In some people with autism, researchers have pinpointed mutations in the DIXDC1 gene that impair synaptic growth and reduce brain activity.
Characterized by repetitive behaviors and problems with communication and social skills, autism is around 4.5 times more common among boys than girls.
Autism onset occurs before the age of 3 years and lasts throughout a person’s lifetime. Some children may show signs of the disorder in the first few months of life, while for others, symptoms may not appear until 2 years or later.
There is currently no cure for autism or treatments that tackle the core symptoms, only behavioral therapies and medications that may improve functioning.
However, researchers from McMaster University in Canada believe they may be one step closer to the development of drugs that could combat autism at its root, after identifying how mutations in a gene called DIXDC1 impair the growth of synapses and impede brain activity.
Synapses are structures that enable signaling between nerve cells. Impairment of this signaling can disrupt normal functioning, which can lead to developmental and behavioral problems.
DIXDC1 gene mutation reduces synapse formation, brain activity
For their study, lead investigator Karun Singh – of the Stem Cell and Cancer Research Institute (SCCRI) and Michael G. DeGroote School of Medicine at McMaster – and colleagues conducted a genetic analysis of individuals with autism.
In a subset of people with the disorder, the researchers identified abnormalities in the DIXDC1 gene that stop the DIXDC1 protein from instructing brain cells to form synapses.
In detail, the researchers found that some individuals with autism possess mutations that cause the DIXDC1 gene to be “switched off,” meaning synapses remain immature and brain activity is reduced.

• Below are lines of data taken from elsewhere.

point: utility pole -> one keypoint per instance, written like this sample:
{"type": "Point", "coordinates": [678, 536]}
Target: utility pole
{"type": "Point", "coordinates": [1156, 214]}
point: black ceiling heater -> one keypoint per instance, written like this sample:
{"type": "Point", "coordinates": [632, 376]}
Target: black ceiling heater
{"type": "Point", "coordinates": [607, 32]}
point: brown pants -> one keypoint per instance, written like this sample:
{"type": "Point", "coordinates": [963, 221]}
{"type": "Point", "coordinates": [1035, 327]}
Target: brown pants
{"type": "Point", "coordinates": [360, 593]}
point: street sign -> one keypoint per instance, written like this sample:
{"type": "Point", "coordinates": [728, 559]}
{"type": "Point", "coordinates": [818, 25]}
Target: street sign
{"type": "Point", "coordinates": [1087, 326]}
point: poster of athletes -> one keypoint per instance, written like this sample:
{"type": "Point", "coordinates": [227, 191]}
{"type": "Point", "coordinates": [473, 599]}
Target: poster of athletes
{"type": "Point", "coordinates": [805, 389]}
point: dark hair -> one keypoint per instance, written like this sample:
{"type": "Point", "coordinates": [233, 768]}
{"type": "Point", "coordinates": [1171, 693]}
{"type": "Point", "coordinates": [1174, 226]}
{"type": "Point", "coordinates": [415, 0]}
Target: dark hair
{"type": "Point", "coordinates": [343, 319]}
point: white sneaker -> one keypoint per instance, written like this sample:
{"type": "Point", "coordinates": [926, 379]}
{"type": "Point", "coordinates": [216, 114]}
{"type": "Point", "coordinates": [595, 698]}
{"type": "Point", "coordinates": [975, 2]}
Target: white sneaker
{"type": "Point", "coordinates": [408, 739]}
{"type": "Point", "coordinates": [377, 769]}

The researchers are hopeful that their findings, published in Cell Reports, will advance the development of new medications that treat the core symptoms of autism.
“Because we pinpointed why DIXDC1 is turned off in some forms of autism, my lab at the SCCRI, which specializes in drug discovery, now has the opportunity to begin the searching for drugs that will turn DIXDC1 back on and correct synaptic connections. This is exciting because such a drug would have the potential to be a new treatment for autism.”
While the DIXDC1 gene mutation is only found in a small number of individuals with autism and psychiatric disorders associated with the condition, the team notes that there are a number of other autism-related gene mutations that impair synaptic development.
“[…] therefore, the key to a new treatment for autism will be to find safe medications that restore brain cell synapse growth and activity,” says Singh.